While customization, when not properly planned and justified, can be problematic there are good reasons to customize your system to create long-term, sustainable competitive advantage and build discipline in your organization. I will follow this up with some specific examples of customizations I have built for these reasons and others.
1. Leverage your people for more value added activities. I'm not opposed to relying on people for some things but I don't see the value in having them enter and process data that the system could process unassisted. I've seen too many Controllers that function more like glorified GL Clerks. They spend more time entering and managing data than analyzing it to make decisions. Customizing your system to automate non value added tasks and deliver high quality information could enable you to convert your high paid data entry clerks back into analysts and controllers which in turn would help you identify cost saving and revenue generating opportunities.
2. Eliminate waste and redundancy to make your company scalable. Growth companies are always dealing with too few people doing too many tasks. Everyone is overworked and the pipeline of new work seems endless. As sales and production volume increase so does the demand for back office and shop floor capacity. Given the current economic climate this may not be an issue again for a while. Increasing headcount in these situations is often not at the top of management's list of solutions. Automating redundant and repeatable tasks could enable your organization to increase sales and production volume without having to add more people to manage the increased load. That's not bad for your margins.
3. Instill discipline in your organization. I was the CIO at a company with many geographically dispersed SBUs. They were all mandated to work consistently and without exception under a set of corporate business rules. In spite of that, the employees often chose not to follow those rules favoring their better judgement. In place of spending considerable time and money policing people to ensure business rules were being followed we programmed those rules into the system and took the binary decisions for which rules were defined away from the employees. This forced alignment of the operations with the corporate strategy. The people didn't like it much but the company grew by more than 50% in less than 5 years.
4. Save money AND have it your way. The GP channel is full of terrific 3rd party ISVs that seemingly have a solution for everything. Dynamics GP also comes with some terrific tools such as Modifier with VBA that you can use to tailor or customize the system according to your company's specific business needs. When making the build vs. buy decision compare the cost of having your system customized with the cost AND the compromises you might have to make with the ISV solutions available. Sometimes, you will find that you get a better, more cost effective solution by building your own solution from scratch.

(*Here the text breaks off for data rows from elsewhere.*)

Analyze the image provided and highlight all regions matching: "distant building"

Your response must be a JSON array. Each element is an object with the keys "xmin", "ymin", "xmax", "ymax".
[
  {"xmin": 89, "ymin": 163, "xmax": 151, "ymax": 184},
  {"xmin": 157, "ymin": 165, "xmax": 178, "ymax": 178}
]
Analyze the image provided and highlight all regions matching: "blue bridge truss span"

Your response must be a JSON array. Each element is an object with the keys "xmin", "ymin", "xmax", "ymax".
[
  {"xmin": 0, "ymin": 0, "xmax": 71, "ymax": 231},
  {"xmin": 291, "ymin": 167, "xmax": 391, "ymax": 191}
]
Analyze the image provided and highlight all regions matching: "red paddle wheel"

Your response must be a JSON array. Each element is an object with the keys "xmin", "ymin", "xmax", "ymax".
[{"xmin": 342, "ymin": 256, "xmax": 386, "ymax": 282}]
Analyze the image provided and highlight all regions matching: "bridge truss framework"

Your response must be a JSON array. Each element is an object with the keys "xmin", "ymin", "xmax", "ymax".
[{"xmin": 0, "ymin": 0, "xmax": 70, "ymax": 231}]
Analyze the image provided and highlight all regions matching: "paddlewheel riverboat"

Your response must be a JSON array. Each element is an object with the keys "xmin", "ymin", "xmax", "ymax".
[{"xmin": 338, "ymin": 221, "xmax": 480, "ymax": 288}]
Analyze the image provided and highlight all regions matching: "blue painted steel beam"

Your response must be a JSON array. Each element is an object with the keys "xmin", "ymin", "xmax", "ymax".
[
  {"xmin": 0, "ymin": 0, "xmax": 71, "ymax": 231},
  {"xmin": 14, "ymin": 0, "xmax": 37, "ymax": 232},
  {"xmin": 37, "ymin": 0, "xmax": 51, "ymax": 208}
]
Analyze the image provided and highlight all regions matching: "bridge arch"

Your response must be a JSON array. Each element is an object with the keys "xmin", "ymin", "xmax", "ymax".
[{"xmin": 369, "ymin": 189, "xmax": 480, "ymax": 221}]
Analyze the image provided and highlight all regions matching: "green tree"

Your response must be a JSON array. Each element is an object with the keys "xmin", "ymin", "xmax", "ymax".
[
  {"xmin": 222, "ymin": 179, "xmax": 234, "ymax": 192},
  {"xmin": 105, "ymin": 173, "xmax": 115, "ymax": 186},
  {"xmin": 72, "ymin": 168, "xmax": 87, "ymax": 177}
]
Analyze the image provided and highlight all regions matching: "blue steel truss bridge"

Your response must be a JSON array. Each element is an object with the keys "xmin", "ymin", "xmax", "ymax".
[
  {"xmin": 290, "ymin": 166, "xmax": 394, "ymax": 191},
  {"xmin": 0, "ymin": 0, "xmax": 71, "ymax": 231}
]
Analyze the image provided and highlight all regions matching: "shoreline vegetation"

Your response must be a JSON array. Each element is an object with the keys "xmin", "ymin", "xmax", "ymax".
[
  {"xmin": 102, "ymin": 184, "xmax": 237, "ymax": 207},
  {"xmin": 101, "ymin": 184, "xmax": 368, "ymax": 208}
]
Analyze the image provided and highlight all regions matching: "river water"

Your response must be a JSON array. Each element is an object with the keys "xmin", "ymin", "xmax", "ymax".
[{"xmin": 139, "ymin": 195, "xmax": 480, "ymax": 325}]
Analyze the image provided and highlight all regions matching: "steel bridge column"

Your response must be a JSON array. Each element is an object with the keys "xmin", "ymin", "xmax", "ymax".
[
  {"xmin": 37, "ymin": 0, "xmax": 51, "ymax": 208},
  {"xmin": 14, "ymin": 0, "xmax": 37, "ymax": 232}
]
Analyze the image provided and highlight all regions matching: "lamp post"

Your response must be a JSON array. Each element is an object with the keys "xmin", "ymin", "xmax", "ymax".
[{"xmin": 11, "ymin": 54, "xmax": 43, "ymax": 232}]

5. I'm leaving this one open for comment. It would be nice to hear why some of the MVPs and others in the community would choose to customize a GP installation. I can think of a lot of reasons and find that the ease of customization is a great selling point for GP that is under valued. What do you think?

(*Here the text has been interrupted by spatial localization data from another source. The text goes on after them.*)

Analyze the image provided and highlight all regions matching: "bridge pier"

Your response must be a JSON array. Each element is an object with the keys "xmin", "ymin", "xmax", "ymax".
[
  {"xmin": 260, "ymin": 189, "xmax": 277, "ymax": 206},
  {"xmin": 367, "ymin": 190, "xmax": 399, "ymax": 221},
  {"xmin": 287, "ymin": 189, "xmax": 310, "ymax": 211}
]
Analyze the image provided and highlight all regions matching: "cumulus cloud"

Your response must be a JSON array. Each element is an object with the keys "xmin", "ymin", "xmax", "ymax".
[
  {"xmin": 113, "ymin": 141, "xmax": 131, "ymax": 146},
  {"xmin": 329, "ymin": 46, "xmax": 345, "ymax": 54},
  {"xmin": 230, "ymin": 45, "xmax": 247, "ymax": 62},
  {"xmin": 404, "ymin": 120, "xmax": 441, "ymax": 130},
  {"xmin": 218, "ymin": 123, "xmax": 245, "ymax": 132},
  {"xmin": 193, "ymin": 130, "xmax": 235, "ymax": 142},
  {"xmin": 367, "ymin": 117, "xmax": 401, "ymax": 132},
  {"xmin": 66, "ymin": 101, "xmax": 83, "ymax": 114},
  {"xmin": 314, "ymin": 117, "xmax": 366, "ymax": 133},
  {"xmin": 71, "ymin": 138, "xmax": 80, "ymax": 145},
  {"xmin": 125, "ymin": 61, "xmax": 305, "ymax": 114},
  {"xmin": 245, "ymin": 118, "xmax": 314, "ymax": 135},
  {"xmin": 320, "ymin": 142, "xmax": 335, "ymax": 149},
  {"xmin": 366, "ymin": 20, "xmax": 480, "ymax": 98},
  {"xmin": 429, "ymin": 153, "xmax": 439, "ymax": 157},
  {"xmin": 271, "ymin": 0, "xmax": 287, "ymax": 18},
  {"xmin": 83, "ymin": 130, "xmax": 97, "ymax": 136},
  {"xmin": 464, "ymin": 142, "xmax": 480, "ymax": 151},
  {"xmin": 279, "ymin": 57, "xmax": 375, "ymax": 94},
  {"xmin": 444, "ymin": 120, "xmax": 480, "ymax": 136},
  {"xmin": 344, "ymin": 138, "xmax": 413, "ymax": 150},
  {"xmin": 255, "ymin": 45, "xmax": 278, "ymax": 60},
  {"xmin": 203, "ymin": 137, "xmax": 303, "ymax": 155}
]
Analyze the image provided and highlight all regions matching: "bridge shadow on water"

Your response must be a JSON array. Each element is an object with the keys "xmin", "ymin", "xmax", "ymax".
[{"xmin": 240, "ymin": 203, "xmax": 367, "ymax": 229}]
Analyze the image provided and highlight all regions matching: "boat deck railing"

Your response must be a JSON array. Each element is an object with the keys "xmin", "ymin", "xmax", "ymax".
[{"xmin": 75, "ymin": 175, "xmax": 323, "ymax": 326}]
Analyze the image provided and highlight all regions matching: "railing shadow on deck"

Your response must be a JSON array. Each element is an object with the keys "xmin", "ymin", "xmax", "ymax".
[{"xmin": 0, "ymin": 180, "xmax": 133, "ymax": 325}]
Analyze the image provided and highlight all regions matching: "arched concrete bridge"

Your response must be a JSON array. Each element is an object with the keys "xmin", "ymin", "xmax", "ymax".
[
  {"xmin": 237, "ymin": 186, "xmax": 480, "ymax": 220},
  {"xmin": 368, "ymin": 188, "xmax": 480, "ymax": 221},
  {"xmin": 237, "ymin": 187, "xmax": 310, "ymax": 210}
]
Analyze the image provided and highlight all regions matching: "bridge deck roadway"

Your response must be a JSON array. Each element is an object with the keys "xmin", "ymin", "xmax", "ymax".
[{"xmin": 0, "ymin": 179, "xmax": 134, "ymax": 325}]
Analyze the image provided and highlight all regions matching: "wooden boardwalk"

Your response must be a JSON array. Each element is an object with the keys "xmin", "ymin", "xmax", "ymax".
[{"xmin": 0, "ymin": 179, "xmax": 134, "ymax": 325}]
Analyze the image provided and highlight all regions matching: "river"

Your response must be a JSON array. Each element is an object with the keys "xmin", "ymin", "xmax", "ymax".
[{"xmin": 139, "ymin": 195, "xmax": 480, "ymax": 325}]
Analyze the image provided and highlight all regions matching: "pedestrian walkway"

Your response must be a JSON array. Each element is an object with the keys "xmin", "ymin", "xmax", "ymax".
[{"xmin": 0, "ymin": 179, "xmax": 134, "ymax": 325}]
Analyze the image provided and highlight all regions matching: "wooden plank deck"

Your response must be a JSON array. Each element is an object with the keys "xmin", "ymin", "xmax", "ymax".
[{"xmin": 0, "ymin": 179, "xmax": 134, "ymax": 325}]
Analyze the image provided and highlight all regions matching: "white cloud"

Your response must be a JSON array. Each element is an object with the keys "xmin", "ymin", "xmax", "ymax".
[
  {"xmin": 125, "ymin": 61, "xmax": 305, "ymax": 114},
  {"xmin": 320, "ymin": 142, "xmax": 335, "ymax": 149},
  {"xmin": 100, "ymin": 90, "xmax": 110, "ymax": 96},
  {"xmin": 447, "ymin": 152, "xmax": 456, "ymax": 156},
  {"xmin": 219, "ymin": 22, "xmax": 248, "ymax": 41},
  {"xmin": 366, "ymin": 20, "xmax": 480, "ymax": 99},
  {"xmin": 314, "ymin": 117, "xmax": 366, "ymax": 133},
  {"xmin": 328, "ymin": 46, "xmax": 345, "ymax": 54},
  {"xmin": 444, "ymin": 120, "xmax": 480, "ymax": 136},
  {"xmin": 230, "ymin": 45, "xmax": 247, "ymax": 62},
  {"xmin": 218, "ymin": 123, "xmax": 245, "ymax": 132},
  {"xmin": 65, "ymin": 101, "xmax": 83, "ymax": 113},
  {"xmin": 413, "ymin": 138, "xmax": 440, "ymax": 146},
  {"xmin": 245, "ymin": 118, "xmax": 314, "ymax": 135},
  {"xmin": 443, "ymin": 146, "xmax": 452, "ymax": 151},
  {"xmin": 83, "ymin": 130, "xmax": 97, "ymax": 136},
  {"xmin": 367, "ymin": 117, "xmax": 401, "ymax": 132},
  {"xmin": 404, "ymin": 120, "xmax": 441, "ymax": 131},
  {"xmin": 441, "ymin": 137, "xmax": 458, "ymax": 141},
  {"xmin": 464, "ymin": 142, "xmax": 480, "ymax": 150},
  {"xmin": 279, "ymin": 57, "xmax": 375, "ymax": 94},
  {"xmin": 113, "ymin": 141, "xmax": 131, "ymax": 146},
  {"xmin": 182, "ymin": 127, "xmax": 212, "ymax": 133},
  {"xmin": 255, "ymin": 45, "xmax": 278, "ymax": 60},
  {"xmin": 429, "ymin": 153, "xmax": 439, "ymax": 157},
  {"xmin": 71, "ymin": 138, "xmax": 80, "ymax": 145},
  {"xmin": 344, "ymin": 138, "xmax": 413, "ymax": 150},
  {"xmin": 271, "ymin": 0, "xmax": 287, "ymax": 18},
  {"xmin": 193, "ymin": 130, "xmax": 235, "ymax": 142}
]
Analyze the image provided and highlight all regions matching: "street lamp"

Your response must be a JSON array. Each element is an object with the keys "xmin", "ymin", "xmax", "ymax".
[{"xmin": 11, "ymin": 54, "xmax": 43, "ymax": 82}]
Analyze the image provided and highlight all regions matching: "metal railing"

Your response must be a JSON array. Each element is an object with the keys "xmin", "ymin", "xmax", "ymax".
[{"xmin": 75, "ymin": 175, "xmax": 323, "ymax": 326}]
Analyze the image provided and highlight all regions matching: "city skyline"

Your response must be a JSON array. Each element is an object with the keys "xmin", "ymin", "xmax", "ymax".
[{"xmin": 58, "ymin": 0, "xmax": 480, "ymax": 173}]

In closing, I second Mariano's warning at the end of his article. You should plan any customizations carefully and consult with experienced professionals. However, even heavily customized GP systems can be upgraded without considerable extra effort. I don't agree with those who warn against any customization in fear of upgrade complications. Most GP projects I have worked on have been heavily customized and those that have upgraded have done so without experiencing noticeable extra pain or incurring material additional costs.